Experimental Film/Video & History at The Berks

22 - 25 May 2014
Robarts Library, Media Commons, University of Toronto 130 St. George Street, Toronto, ON

Curated by Sharlene Bamboat and Ponni Arasu

Screening and Q&A with curators: 23 May 2014, 2:30pm at Robarts Library

SAVAC is proud to co-present a programme of experimental film and video works, which will be screened continuously throughout the 16th annual Berkshire Conference on the History of Women. This selection of films is based on the principle of exploring the different ways in which the two forms and disciplinary methods of experimental film/video and history interact with one another. In keeping with the themes of gender and women’s history, the program will include short experimental films that begin to address the following questions:

  • How and when does experimental films/video adopt a historical perspective?
  • How does an interaction with history alter the contours of experimental film/video; and similarly, how does experimental film/video realign, recreate and challenge the contours of history itself?
  • What is the texture of this interaction in terms of aesthetic and content?
  • How, then, do we use experimental film in classrooms and as a way of unpacking the questions that are often at the forefront of those working in gender history: that of linear temporality; layered sociality; the hegemony of hierarchies; the potential of dissent; the disaggregation of bodies and peoples in history; and the historical reimagining of stories that seek to scratch the surface of these hegemonic disaggregation and dichotomies, those often taken as default in history writing?
  • What can historians learn from experimental film/video in performing this imagination?
  • What can experimental film/video learn from a nuanced and rigorous historical approach?

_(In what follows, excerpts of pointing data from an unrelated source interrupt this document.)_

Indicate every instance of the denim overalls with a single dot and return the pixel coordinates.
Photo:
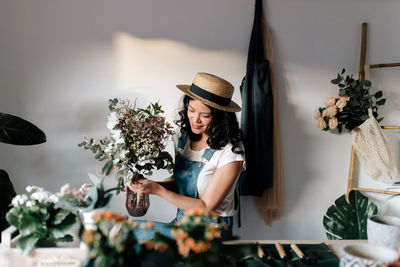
(185, 174)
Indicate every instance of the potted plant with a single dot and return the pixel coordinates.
(135, 146)
(38, 218)
(88, 199)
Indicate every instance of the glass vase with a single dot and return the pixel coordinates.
(137, 204)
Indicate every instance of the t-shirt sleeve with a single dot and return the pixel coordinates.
(227, 156)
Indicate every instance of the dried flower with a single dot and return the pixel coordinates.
(136, 143)
(350, 108)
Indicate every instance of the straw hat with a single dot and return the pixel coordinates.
(212, 91)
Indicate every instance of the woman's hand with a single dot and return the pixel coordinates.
(144, 186)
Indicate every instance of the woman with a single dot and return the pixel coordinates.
(209, 153)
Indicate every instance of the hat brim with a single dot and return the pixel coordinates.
(232, 107)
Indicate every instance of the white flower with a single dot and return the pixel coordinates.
(65, 189)
(112, 120)
(109, 148)
(30, 204)
(53, 198)
(19, 200)
(33, 188)
(116, 135)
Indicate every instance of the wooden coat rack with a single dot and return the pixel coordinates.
(361, 77)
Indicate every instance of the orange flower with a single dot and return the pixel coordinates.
(108, 215)
(162, 248)
(190, 242)
(198, 211)
(97, 216)
(149, 244)
(183, 250)
(118, 218)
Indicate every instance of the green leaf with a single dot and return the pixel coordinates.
(107, 168)
(367, 83)
(66, 238)
(381, 102)
(95, 180)
(344, 221)
(12, 216)
(378, 94)
(60, 216)
(28, 224)
(17, 131)
(67, 223)
(27, 243)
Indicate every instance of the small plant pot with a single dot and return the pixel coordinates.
(137, 204)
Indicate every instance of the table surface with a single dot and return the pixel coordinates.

This curation of films seeks to address the types of disaggregation described above through an exploration of experimental film/video and history as methods, aesthetics and forms of representation. In addressing film/video as pedagogic tool, we also ask: which kind of films/videos can be used in a history classroom and which cannot, and why?

58 mins. (In order)

1. The Story of Milk & Honey (Basma AlSharif, 10 min, 2010)
2.  Village Silenced (Deborah Stratman, 7 min, 2012)
3. A Ess Fe Arbüse’zieropp: Dee Dijcht’konst Fonn Enn’waundra Weadbüak’moaken (Kandis Friessen 5 min, 2011)
4. Measuring (Nahed Mansour, 3 min, 2009) – VTAPE
5. ALLO PERFORMANCE! (Mirha-Soleil Ross & Mark Karbusicky, 13 min, 2002)
6. Her Sugar Is (Dana Claxton, 2 min, 2009)
7. Demonstration of Indianness #31 (Adam Garnet Jones, 3 min, 2009)
8. Intermittent Delight (Akosua Adoma Owusu, 4 min, 2007)
9. Vigilance  (Shawna Dempsey and Lori Millan, 3 min, 2014, Super8mm/sound)
10. Postcard to an Unknown Soldier (Wayne Yung, 4 min, 2004)

Curator Bios

Ponni Arasu is a Tamil queer, feminist, activist, researcher and organizer of feminist film festivals. She is an actor and theatre practitioner. She is also a doctoral candidate in the Department of History, University of Toronto.

Sharlene Bamboat is a Toronto-based artist, working predominantly in film, video and performance. Shaped by a queer framework, her work calls into question narratives of diaspora, citizenship and nation-building. Through a re-examination of history, Bamboat elicits tongue-in-cheek performative videos and installations to question our contemporary moment marked by colonialism and neoliberalism. She is currently the Artistic Director at SAVAC (South Asian Visual Arts Centre).